The third coincidence, would you believe, was that I had been watching some of the games of the 2014 Football World Cup from Brazil on the television about the same time, that is until England were eliminated from the competition. So, Swamp Football just had to be part of my next article.
While I was thinking what to write about this particular subject I kept hearing the words of that well known song by Michael Flanders and Donald Swann who, in the 1950’s, wrote comic songs with titles such as The Gas Man Cometh, A G-nu, and A Transport of Delight about London buses. But I’m sure many of our older readers will remember that their most popular song was called The Hippopotamus Song which has that well known line:
“So follow me, follow,
Down to the hollow
And there let us wallow
In glorious mud.”
So what is Swamp Soccer? It is very similar to football except that the playing surface or pitch is about the size of a five a side football pitch. It is important that the field is flooded prior to the games then a herd of cows, or something similar, is allowed to trample the surface before the matches begin in order to get a really good sticky and muddy field. Sometimes a JCB digger is used to churn up the ground and then level it out by means of a Rotavator. The match consists of two halves, each lasting 12 minutes. The S.F Association provides the match officials for referees and linesmen.

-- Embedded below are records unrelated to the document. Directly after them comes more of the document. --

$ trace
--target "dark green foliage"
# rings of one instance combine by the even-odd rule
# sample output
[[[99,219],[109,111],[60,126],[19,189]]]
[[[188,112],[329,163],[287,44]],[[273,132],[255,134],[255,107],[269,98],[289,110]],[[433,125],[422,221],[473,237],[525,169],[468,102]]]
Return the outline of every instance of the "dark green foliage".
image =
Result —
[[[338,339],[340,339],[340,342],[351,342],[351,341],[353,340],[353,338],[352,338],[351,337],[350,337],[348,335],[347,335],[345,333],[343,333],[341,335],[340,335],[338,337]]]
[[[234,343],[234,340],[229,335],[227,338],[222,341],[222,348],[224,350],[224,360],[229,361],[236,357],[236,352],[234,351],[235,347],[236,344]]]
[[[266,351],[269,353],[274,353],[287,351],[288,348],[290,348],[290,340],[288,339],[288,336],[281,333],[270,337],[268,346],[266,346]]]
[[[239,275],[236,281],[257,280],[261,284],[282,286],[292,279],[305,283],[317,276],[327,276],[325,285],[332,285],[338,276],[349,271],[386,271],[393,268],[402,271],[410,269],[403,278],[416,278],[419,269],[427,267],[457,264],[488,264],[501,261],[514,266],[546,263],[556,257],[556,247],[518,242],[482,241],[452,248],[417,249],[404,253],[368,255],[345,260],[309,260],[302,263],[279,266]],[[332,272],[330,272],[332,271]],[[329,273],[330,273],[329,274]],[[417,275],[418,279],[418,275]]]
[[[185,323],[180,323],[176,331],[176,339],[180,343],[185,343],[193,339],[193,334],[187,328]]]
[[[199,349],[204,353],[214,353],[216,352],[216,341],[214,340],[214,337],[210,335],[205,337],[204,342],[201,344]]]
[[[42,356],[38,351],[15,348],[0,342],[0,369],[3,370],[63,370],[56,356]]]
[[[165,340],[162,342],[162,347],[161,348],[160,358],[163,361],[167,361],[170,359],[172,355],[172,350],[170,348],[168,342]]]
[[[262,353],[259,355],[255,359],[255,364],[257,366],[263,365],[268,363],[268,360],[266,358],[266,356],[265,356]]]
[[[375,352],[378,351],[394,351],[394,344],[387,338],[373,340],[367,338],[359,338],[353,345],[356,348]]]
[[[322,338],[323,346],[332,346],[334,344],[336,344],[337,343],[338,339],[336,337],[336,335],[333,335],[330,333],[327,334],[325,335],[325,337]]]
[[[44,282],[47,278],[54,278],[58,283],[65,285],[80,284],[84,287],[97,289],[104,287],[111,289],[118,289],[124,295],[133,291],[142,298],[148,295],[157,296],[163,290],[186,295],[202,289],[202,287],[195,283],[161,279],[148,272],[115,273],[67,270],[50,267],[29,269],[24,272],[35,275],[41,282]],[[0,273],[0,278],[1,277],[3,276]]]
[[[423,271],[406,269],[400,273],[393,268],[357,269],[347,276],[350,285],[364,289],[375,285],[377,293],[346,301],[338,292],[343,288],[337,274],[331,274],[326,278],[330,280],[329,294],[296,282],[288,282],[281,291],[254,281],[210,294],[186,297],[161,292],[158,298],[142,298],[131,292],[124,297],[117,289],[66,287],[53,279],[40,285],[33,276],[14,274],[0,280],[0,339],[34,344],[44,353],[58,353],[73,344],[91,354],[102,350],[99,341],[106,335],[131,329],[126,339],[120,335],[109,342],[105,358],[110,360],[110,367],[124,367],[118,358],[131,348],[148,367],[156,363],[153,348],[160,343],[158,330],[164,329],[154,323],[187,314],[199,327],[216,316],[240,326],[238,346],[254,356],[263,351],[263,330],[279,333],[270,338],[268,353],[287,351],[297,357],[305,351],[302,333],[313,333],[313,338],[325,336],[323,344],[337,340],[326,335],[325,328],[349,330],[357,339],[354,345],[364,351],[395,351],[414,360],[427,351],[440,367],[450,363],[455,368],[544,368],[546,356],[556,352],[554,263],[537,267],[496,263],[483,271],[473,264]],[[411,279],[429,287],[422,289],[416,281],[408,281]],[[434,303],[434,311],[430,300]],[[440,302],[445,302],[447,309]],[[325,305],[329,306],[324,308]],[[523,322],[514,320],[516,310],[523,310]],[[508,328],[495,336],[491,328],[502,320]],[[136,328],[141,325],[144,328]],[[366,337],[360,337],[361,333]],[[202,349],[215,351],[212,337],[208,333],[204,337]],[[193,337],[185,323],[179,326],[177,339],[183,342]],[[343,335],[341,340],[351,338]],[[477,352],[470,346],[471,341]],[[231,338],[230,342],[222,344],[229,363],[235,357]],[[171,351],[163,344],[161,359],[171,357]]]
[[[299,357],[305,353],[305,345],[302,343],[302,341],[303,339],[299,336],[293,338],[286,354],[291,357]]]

Teams will consist of a goalkeeper and five outfield players. Teams can be either men’s or women’s but teams of mixed players must have a minimum of at least two female players. Several teams will enter a competition and the winner will be decided on a knockout basis. It is a light-hearted affair and teams are often asked to appear in fancy dress. There are also many other rules which are similar to those used in normal football competitions.
Swamp Soccer is said to be increasingly popular on a global scale and in the last three years it has been taken up by China, Turkey, India and many other European countries. The recent Swamp Soccer World Cup was played on the wetlands near Dunoon, Argyll, in Scotland in June this year.
Swamp Soccer originated in the swamp lands of Finland and was conceived as a good way of training people for cross country skiing. The first organised championship was held in 1998 and later came to Scotland where it has since been played in various suitable areas.
Spectators are always welcome and there is no entrance fee or car parking charge. In the grounds of the farm where the competitions are being played there is often a fairground especially for the young spectators. A camp site for teams and visitors is available for people who come from other parts of the country.
In this year’s competition there were many hundreds of spectators. The organisers said that this year’s competition was a tremendous success and the pitch was probably the wettest and stickiest they had ever experienced.
Continuing with my theme of mud and swamps, my second unusual event is about the sport of ‘Bog Snorkelling.’ It began in 1976 near Llanwrytd Wells, in Wales. Competitors must complete two consecutive lengths of a water-filled trench cut through a peat bog in the shortest possible time.
Competitors must wear snorkels and flippers and complete the course without using conventional swimming strokes, relying on flipper power only. The length of the trench is 60 yards or 55m. The record time is 1minute 23.13 seconds which is approximately three miles per hour. The first championship was held in 1985 and takes place every August Bank
holiday. There were more than 200 entrants in last year’s event with competitors coming from all over the world.
As well as the serious competitions there are races for the best fancy dress and other similar races. The event takes place at the Waen Rhydd bog near to the town and proceeds from the
championship go to a local charity each year.
Bog Snorkelling has become very popular and now takes place in other countries such as Ireland, Australia and Sweden and it has even been combined with mountain bike racing
and swimming in a Triathlon event.
So if you haven’t decided where to go for your next holiday why not try something different and go to Dunoon in Scotland in June for the Swamp Soccer and then go on to Llanwrtyd
Wells in Wales in August and have a go at Bog Snorkelling. The children will love it and so will you especially if you are a complete masochist.